No podemos, como los músicos del Titanic, seguir tocando violines sin cuerdas en los estertores de la tragedia, pensando que así calmaremos la tensión de una catástrofe que ya nos arrastra. Hay demasiados músicos y pasajeros en ese barco que, frente al desastre, han preferido hundirse con él. Algunos, hipnotizados por las notas sublimes que ciertos violinistas aún logran emitir, como si una deidad los poseyera. Otros, cegados por el amor y la pasión que vivieron, se hunden en la locura, incapaces de percibir la inminencia del hundimiento. Están aquellos, pobres de espíritu, que, como ratas, pelean por los restos podridos de trigo en los cuartos de máquinas, intoxicados por las letanías del capitán enfermo que los gobierna. Para ellos, el desastre es otra película, una realidad que no perciben.
Otros, paralizados por el pánico ante la magnitud del abismo y la oscuridad que se avecina, vagan en trance por sus camarotes en ruinas. Hay quienes, limitados en cuerpo y alma, no pudieron alcanzar los botes salvavidas y se aferran a la popa, rezando por un milagro. Cada quien, en este trágico teatro, ha asumido su rol con dignidad. Y es comprensible. Cada uno merece ser aplaudido por la elección que ha hecho. ¿Y usted, qué papel eligió en esta tragedia?
Yo, por mi parte, no tengo más fuerzas que para soñar, aferrado a un fragmento del mástil, a la deriva en aguas turbulentas.
No quiero ser como los cubanos, esperando 50 años una intervención salvadora que nunca llegará. Ellos, aquellos que solo tienen fe en que la providencia les mostrará una luz al final del túnel, se aferran a una esperanza inútil. Yo prefiero aceptar la realidad: hemos perdido. No deseo terminar mis días en un país en ruinas, disputado por bandas criminales y hordas de zombis famélicos, aferrados a soluciones románticas que solo tienen cabida en las mentes de soñadores ingenuos, o peor, estúpidos.
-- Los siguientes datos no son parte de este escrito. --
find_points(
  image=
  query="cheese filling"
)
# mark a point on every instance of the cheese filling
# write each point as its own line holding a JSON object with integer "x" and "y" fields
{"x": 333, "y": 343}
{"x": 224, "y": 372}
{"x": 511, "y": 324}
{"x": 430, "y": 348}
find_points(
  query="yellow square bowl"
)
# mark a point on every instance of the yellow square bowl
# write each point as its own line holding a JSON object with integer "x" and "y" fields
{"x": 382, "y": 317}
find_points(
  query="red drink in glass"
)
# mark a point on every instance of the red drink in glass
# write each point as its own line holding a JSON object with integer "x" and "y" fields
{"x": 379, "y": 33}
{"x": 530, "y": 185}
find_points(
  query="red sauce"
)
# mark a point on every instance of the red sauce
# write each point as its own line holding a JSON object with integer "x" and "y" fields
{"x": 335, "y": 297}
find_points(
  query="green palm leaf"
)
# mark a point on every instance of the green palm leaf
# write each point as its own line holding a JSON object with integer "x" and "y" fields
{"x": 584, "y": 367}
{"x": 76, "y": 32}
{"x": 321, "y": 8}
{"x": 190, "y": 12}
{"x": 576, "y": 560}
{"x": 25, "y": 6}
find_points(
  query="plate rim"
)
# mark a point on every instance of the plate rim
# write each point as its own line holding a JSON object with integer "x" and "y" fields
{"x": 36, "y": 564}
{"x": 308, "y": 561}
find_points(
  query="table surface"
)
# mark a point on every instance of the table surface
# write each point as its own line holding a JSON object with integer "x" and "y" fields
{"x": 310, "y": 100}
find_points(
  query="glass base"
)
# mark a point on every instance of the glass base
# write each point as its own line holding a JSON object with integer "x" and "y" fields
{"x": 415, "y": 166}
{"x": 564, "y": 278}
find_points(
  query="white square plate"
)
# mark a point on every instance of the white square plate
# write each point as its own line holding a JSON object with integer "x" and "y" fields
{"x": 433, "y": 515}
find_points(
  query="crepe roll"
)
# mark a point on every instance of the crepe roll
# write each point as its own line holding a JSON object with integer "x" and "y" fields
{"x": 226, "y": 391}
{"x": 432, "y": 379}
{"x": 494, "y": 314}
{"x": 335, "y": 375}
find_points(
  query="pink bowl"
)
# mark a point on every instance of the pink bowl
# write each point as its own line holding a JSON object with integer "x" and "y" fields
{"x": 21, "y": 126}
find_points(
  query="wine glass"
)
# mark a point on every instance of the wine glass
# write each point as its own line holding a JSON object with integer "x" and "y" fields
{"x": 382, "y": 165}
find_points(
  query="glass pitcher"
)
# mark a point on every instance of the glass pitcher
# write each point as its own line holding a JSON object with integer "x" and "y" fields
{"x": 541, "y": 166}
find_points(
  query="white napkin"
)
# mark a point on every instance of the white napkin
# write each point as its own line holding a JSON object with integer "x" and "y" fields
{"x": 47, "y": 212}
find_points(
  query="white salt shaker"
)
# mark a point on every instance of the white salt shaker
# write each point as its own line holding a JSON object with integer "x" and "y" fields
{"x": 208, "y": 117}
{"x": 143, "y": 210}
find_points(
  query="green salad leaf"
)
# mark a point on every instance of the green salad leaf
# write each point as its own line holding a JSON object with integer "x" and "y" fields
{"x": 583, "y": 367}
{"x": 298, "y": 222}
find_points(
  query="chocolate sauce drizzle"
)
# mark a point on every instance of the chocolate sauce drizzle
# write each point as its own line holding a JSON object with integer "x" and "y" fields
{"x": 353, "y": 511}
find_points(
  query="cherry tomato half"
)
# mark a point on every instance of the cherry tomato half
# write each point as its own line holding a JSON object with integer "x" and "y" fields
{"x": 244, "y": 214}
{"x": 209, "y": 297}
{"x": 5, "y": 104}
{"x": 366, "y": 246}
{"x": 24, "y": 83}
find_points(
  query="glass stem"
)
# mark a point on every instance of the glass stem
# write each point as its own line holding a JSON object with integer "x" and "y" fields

He hecho todo lo que mis fuerzas y mi edad me permitieron. Marché durante años, hasta que las bombas lacrimógenas, el zumbido de las balas y el terror estatal apagaron mi grito. Perdí amigos en esas luchas, como a Juan Pablo Pernalete. Me enfrenté al régimen con mi pluma, denunciando sus atrocidades. Vi a toda mi familia abandonar el barco a tiempo, mientras yo me quedé esperando un milagro.
Los tiempos de lucha libertaria fueron hermosos capítulos en la historia. Pero ya basta. No hay más.